2. Development of novel molecules to detect and bind to prions for in-vitro studies. Antibodies and molecules specific to species, strain, and allelic variants for infectious conformation will allow for more accurate diagnosis. Selected antibodies specific for the conformation of prions are lacking because of immunogenicity to the PrPsc (15).

3. Cell culture technique improvement to allow for propagation of prions. In vitro cell cultures are lacking while transgenic mice often do not accurately represent the physiology of human pathogenesis and propagation of disease.
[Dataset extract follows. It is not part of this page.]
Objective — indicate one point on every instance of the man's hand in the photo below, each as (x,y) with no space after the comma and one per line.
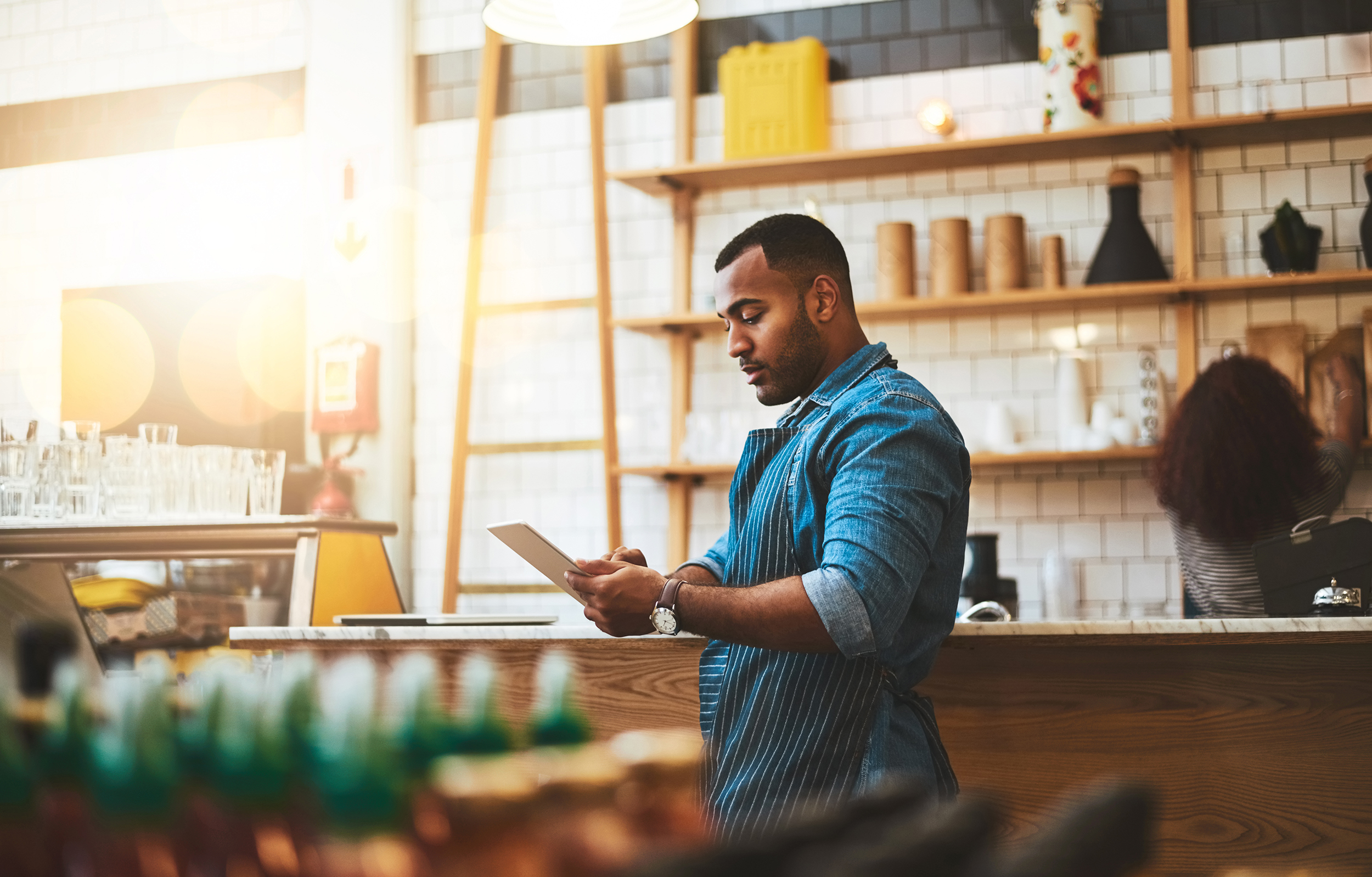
(619,595)
(627,555)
4. Refined neuroimaging techniques in conjunction with an MRI that will allow for the detection of PrPsc for early diagnosis (1).

5. Priority research initiatives need to identify direct and indirect routes of TSE transmission. Determine individual host susceptibility and resistance by continuing to investigate genetic susceptibility as well as exploring the epigenetic factors. A focus should also be placed on the host’s immune response to prion disease through the intracellular trafficking of PrP in different cells and identify a mechanism for neuroinvasion (1).